The following quotes illustrate the influence of matrilineal culture in Native CDFIs:
“I would say that even in Native households, the woman has traditionally been a role model and keeps things together, and in the Native world there may be more of an edge than in the CDFI industry as a whole. Looking at my mentors, there are men, but they have been primarily female.”
“We just did mortgage lending, and the first five mortgages were to women. Women are at the center of the family…maybe [they are not] always the breadwinner, but they keep the family together. USDA 502 did a pilot here…all of the women are low-income, and most have two kids and are sole breadwinners for their family. I wasn’t expecting that. To get a mortgage, you usually need two incomes.”
“Most of our directors are women and hold high positions everywhere with the exception of the governing body.”
“To our detriment sometimes, we lead with community-mindedness rather than making money. So even as a NCDFI, it is helpful to track us differently since we are unique in how we talk about our work. Our main purpose is to build our nation of people. So women will be favored in that environment and [it will be] easier for them to talk in a caregiver way. At OFN and with the larger CDFIs, people want to talk about return on investment, interest rates, portfolios, and I think that favors the male way of thinking about work. It’s more business-minded. Now I’ve just generalized all women; it depends on what kind of woman you are.”
Yet even as the positional strength of women in Native communities might translate into their professional roles in Native CDFIs, the interviewees still experience the historical biases women writ large have faced professionally.
“Being female isn’t the best when you have an older male loan client and they get upset; sometimes I wish I were a man so I could handle those situations better.”
“There is definitely a gap that exists. I believe that I am in intelligent person that could learn anything, but I think that I the financial world, it leans heavily male…I think if I was a male talking the way I do, I would make greater headway…I was offered $55,000 for this position, and a man would have negotiated for more.”
Additionally, some of the women interviewed have experienced what they characterize as organizational impediments as a result of their status as mothers working in and leading NCDFIs.
“I have a one- and a two-year-old. In those two years of having kids, I’ve definitely noticed the organization be set back in that period. If you can’t constantly be advocating for your communities, you lose out, and that burden isn’t placed on men in the same way. My organization has always been woman-led, and I have had a lot of support, but I am critical of my working schedule.”
Yet amid these experiences with gender bias, one of the interviewees expressed an awareness for the need to be inclusive so that gender bias is not perpetuated against the men in her organization.
“Sometimes we have to watch our biases against men and make sure we are accounting for their views as well because we have two male staff members. That does play out in performance evaluations and communications. The men show performance differently than women do, especially in communication, and we need to be aware of that. My communication style favors the women, and I need to make sure I am inclusive.”

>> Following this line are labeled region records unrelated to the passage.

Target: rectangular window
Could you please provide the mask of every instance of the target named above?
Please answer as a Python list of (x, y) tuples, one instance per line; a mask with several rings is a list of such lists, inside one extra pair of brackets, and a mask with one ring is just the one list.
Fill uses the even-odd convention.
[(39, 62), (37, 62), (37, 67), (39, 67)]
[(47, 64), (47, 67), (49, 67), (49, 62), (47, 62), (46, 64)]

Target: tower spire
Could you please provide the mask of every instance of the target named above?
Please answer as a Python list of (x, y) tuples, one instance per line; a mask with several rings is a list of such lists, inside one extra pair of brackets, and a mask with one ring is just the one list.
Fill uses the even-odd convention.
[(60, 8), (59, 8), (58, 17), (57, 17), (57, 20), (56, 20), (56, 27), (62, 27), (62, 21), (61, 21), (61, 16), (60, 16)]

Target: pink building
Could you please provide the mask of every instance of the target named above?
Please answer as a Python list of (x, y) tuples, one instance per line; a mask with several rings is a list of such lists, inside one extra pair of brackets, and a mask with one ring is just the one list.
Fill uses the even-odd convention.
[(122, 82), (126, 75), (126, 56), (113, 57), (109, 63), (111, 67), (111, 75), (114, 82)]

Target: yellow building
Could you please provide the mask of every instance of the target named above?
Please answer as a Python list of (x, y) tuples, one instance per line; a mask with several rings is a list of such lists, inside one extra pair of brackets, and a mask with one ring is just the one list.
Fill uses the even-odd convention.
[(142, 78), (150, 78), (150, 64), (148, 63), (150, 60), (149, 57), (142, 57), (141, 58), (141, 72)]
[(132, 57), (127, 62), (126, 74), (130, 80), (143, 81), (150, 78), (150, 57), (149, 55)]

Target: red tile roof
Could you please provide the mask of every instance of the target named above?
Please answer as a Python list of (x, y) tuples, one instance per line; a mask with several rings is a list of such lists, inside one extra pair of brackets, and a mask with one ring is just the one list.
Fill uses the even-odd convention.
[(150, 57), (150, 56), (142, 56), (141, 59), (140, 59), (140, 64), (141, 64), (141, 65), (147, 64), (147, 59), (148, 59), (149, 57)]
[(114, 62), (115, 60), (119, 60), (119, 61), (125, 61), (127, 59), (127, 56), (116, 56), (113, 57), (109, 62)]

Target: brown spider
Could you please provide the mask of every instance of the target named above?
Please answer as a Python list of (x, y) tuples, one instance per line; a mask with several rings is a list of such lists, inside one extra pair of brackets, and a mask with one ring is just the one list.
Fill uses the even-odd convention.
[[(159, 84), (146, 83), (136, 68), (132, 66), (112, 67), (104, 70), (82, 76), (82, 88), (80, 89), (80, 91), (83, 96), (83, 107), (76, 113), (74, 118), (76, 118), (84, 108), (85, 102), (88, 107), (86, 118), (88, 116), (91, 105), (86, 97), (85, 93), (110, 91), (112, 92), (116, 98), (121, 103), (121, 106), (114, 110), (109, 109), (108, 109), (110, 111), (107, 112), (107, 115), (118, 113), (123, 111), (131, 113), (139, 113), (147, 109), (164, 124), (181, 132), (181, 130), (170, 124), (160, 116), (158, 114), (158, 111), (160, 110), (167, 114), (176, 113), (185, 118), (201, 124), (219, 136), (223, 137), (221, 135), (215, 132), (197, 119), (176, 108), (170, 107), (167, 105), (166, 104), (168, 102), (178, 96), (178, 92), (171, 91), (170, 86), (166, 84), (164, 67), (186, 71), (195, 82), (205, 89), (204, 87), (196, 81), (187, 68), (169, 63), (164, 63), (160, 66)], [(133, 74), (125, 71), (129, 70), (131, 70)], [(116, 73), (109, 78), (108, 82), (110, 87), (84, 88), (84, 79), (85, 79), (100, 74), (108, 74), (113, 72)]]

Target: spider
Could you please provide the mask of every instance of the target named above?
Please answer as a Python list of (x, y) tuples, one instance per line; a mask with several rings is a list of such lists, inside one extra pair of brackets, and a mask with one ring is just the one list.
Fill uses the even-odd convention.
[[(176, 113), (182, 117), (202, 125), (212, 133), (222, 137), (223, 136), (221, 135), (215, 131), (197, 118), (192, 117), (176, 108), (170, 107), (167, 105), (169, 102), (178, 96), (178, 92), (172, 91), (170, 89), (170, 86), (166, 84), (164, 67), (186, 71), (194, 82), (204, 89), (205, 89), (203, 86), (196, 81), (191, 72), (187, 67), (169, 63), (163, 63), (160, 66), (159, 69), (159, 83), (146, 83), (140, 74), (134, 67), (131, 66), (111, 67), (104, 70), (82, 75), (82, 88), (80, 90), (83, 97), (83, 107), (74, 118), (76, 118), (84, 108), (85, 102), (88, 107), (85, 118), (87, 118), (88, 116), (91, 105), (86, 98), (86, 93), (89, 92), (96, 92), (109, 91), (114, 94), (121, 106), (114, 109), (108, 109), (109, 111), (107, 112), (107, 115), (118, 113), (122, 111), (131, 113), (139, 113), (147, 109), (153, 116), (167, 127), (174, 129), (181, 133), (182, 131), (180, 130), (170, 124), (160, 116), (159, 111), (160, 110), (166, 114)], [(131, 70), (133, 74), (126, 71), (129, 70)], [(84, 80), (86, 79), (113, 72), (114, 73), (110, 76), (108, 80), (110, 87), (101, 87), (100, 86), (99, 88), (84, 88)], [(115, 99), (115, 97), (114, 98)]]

This research reveals that gender roles in NCDFIs are likely influenced by the same historical gender biases that exist for women beyond the CDFI industry, despite the strong matrilineal culture present in many Native communities. Yet, as the case of one interviewee demonstrates, women in NCDFIs may be more attuned to their own gender-related biases as a result, which could prompt them to be intentional in designing ways to mitigate those biases.